Older generations don’t feel that younger people have a good work ethic, Davies said.

“What’s wrong with this generation?” asked Davies. “I will tell you what is wrong with this generation. The problem is that this generation is ‘privileged, narcissistic, entitled and spoiled’!”

However, Davies revealed that the quotes he quoted weren’t from the period, which everyone might have been thinking of.

question of perspective

These descriptions of young workers were actually from Life Magazine in 1968.

“We’re not talking about millennials, we’re talking about what we now call baby boomers,” he said, adding that complaints about young people go back even further.

“Children are now tyrants, not the servants of their households. They no longer stand up when elders enter the room,” he continued. “They contradict their parents, chatter in front of company, devour treats at the table, cross their legs and bully their teachers.”

This quote is from Socrates.

Meanwhile, everyone still says millennials when they talk about young people, Davies added.

“We have to stop this,” he said. “The oldest millennials turned 41 this year.”

If instead it’s about young people in the workplace, it should be about Generation Z.

“What’s the number one word Millennials use to describe Gen Z?” asked Davies. “Lazy.”

Work ethic can be taught

Regardless of which generation you want to point the finger at, work ethic is something that can be taught, Davies said. But not in the way we are all used to.

“The old approach is we point the finger and punish people,” Davies said. “We would tell them what not to do.”

But the motivation of fear is not as powerful as tapping into the core motivations that drive people. And in a job market where jobs are so readily available, that approach won’t do much to build loyalty either.

Not all doom and gloom

Meanwhile, Tom Sullivan, vice president of small business policy at the US Chamber of Commerce, brought some good news to the forum, especially for Wyoming.

“In the last few years, the last two and a half years, in the United States we’ve seen the largest number of business applications ever,” he said.

That’s not the kind of trajectory the nation saw after the 2008 recession.

Then “we saw new startups crash,” Sullivan said. “It took 10 years to get the trajectory going again. After the outbreak of COVID, it took four months – fourth months – to start an uptrend.

“That are great news; great news for American innovation and ingenuity.”

Why is this good news for Wyoming?

“If you dig a little deeper into the stats, Wyoming leads the pack,” Sullivan said. “You’re seeing 85% more startup growth in this state than in 2019.”

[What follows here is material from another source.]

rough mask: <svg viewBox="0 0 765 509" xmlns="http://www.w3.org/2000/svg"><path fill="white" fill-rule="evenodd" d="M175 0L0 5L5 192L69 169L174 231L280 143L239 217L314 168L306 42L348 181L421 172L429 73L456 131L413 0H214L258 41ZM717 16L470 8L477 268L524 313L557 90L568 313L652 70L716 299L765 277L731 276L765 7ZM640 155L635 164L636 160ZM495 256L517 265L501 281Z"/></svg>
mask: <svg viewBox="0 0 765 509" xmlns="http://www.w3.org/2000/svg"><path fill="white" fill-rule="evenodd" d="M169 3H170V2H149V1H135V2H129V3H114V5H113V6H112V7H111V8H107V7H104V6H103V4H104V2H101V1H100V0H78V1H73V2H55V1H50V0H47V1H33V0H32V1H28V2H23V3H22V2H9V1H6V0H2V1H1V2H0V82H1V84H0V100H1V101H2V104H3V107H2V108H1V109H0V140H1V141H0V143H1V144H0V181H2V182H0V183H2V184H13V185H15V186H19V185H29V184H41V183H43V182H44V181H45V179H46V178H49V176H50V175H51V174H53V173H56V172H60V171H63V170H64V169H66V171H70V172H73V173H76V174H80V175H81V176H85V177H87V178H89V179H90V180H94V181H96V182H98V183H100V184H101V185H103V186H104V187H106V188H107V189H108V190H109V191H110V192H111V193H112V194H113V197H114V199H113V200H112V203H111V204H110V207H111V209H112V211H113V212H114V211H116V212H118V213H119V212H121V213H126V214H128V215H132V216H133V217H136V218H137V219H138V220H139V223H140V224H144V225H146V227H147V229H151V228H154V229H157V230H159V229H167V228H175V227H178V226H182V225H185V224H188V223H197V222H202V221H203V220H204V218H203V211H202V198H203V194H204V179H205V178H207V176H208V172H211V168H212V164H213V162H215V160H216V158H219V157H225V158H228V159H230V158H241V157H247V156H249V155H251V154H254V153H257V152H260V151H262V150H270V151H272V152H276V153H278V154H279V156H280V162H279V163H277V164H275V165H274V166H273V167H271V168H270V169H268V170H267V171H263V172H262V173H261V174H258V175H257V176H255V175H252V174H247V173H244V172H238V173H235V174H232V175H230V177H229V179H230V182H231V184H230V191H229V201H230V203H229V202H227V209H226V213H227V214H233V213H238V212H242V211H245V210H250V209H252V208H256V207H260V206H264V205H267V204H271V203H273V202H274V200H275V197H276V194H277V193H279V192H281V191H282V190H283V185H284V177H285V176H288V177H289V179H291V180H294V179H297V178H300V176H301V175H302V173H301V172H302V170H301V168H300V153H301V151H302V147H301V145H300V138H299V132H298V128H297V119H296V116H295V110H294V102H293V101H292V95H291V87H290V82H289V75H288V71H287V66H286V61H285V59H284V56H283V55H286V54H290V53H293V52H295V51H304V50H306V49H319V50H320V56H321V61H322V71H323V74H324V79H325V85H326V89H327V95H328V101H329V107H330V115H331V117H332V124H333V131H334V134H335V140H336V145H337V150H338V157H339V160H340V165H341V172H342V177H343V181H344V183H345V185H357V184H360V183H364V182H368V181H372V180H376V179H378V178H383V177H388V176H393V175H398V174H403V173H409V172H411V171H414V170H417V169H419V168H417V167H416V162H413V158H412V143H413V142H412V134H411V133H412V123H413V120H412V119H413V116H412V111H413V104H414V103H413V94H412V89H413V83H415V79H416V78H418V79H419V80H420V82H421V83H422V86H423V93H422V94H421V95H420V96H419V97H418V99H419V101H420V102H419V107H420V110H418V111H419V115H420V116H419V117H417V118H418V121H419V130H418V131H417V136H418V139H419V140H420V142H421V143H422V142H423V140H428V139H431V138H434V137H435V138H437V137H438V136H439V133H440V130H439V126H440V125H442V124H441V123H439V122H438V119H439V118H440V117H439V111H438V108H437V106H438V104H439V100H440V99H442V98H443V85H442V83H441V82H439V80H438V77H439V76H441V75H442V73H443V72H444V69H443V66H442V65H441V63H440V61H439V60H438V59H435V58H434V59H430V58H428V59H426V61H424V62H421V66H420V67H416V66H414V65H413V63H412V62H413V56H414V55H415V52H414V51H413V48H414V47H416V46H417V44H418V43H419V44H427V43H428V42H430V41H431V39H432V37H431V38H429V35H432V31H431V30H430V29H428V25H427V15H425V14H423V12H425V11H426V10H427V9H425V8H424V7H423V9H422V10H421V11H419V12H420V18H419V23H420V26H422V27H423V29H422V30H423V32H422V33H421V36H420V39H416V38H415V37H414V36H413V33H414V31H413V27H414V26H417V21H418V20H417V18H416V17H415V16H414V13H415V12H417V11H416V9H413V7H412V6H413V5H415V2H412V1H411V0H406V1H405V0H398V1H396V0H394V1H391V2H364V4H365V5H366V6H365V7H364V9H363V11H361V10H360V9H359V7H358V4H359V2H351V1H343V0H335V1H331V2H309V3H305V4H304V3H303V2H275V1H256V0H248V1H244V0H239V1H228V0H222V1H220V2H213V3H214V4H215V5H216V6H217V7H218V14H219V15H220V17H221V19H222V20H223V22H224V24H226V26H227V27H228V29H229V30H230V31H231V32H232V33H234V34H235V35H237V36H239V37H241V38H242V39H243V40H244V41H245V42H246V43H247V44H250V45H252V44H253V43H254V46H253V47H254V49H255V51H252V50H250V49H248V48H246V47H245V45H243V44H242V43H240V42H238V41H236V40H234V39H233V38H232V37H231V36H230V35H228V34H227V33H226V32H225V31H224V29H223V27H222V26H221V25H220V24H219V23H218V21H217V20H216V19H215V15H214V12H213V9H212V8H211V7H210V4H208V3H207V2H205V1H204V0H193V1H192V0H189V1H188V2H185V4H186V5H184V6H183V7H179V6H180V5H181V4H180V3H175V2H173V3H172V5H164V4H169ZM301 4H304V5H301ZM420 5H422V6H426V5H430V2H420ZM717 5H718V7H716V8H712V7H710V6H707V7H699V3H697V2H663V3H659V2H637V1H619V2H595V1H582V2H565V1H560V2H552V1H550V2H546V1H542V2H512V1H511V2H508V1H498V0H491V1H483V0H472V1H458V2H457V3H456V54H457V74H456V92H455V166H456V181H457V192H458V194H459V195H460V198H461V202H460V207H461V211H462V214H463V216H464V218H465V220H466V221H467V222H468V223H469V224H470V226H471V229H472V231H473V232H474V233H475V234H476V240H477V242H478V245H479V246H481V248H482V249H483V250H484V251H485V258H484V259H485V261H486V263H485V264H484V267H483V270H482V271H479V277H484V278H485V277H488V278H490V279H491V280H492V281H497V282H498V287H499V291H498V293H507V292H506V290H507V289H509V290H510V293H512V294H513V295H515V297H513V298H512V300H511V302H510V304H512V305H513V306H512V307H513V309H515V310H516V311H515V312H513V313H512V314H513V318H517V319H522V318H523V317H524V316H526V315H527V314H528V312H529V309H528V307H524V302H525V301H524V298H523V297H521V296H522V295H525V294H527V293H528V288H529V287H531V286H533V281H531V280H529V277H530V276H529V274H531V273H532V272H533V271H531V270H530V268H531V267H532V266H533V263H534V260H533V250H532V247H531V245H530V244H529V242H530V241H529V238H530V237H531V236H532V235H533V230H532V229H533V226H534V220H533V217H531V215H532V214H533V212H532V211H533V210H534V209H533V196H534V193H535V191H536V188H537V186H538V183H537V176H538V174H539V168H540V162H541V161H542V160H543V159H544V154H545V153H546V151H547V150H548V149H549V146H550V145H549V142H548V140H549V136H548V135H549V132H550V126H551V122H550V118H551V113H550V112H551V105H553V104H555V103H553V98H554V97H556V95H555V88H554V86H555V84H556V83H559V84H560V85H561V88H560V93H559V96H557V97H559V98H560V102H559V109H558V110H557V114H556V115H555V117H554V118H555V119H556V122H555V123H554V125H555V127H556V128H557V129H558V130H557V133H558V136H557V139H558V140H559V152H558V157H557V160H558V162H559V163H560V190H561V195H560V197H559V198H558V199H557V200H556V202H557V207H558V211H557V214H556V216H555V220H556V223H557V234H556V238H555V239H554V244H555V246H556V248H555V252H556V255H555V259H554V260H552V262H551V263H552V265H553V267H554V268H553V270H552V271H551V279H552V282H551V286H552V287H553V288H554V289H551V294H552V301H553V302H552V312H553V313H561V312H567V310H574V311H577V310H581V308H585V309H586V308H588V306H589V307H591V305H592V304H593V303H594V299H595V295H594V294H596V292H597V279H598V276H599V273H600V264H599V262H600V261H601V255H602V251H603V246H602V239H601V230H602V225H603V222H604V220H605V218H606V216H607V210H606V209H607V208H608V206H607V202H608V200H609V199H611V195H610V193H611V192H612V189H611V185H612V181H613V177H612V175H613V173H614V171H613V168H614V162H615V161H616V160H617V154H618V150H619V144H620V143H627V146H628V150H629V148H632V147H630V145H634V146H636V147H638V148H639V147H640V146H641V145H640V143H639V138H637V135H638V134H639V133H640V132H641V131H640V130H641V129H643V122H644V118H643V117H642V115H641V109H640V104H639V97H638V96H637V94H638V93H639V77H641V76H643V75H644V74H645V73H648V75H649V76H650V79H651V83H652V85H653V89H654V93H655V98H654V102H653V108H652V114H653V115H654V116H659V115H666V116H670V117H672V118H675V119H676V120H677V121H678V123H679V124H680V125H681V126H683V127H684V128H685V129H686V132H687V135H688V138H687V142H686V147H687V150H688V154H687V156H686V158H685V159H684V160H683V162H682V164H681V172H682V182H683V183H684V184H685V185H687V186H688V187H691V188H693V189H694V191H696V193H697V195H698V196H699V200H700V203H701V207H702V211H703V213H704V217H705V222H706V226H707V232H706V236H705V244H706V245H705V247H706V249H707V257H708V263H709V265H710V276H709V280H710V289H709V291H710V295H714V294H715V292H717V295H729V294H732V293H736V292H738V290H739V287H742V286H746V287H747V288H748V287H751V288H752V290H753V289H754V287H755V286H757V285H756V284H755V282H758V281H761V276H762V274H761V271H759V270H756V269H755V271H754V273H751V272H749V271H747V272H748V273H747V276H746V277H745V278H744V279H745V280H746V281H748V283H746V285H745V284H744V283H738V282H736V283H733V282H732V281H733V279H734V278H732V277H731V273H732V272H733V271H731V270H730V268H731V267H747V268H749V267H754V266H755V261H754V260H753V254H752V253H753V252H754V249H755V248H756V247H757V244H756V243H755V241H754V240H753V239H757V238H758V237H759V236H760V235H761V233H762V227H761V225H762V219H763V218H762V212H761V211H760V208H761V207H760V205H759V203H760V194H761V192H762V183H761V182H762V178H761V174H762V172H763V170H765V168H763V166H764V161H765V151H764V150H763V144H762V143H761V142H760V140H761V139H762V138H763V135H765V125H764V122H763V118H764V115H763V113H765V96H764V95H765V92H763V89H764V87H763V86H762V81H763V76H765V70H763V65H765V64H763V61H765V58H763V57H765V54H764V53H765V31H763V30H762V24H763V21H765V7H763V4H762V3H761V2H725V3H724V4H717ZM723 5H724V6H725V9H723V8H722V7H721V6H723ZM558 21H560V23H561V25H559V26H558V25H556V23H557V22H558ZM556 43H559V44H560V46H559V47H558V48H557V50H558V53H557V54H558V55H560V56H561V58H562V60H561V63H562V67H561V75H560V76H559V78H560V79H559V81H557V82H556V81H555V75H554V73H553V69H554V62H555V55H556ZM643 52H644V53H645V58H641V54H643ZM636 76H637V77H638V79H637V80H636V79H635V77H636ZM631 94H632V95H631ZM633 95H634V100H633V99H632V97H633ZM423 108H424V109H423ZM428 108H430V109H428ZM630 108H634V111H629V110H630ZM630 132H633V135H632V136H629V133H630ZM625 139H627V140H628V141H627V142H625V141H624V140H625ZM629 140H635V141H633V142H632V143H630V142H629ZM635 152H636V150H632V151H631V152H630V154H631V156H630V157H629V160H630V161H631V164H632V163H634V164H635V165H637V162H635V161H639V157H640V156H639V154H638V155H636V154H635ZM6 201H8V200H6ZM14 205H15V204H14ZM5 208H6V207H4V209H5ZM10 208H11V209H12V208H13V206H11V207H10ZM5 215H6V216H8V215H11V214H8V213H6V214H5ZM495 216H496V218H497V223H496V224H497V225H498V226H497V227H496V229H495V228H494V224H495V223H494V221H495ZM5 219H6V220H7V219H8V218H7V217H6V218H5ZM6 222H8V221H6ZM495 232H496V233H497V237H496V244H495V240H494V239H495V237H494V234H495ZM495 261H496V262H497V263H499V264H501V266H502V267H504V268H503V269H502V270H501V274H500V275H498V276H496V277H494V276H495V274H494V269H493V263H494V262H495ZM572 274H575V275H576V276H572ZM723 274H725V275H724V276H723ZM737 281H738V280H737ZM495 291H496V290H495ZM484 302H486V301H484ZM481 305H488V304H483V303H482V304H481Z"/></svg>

Number two on that list is Delaware, Sullivan said.

“Given the energy in that room during this forum, I think Delaware is going to follow you for a long, long time,” he said.

bring it home

Meanwhile, the participants took everything with intact optimism.

Tandi Rinker, executive director of the Wyoming Health Fairs, told Cowboy State Daily that she particularly appreciates the work ethics panel.

“It’s refreshing to hear that some of the things we’re dealing with aren’t really new,” she said. “These examples go back to Socrates that they had work ethic problems. So the problems we have are not new. They are exactly the same problems.”

She also appreciated advice from Laura Lehan during the Modern Workplace panel on reinstating existing talent and from Chris Brown that smart employers find jobs for talented people even when their skills may not be a perfect match.

“I’m going to re-recruit all[my workers]not just my stars, because the people who need re-recruiting could become a star,” Rinker said. “You just need a chance. So that’s one of the things I’m going to go back and do right away.”

Like many employers today, Rinker is faced with staff shortages, which in turn leads to additional demand for existing employees.

“Everyone wants to travel — until they have to travel,” she said.

She hopes to open offices in Rock Springs and Riverton to reduce the need to travel and alleviate the pressures she believes are driving more sales.

She also no longer thinks about how many positions she has open.

“I wouldn’t stop hiring,” she said. “If you need three, hire five.”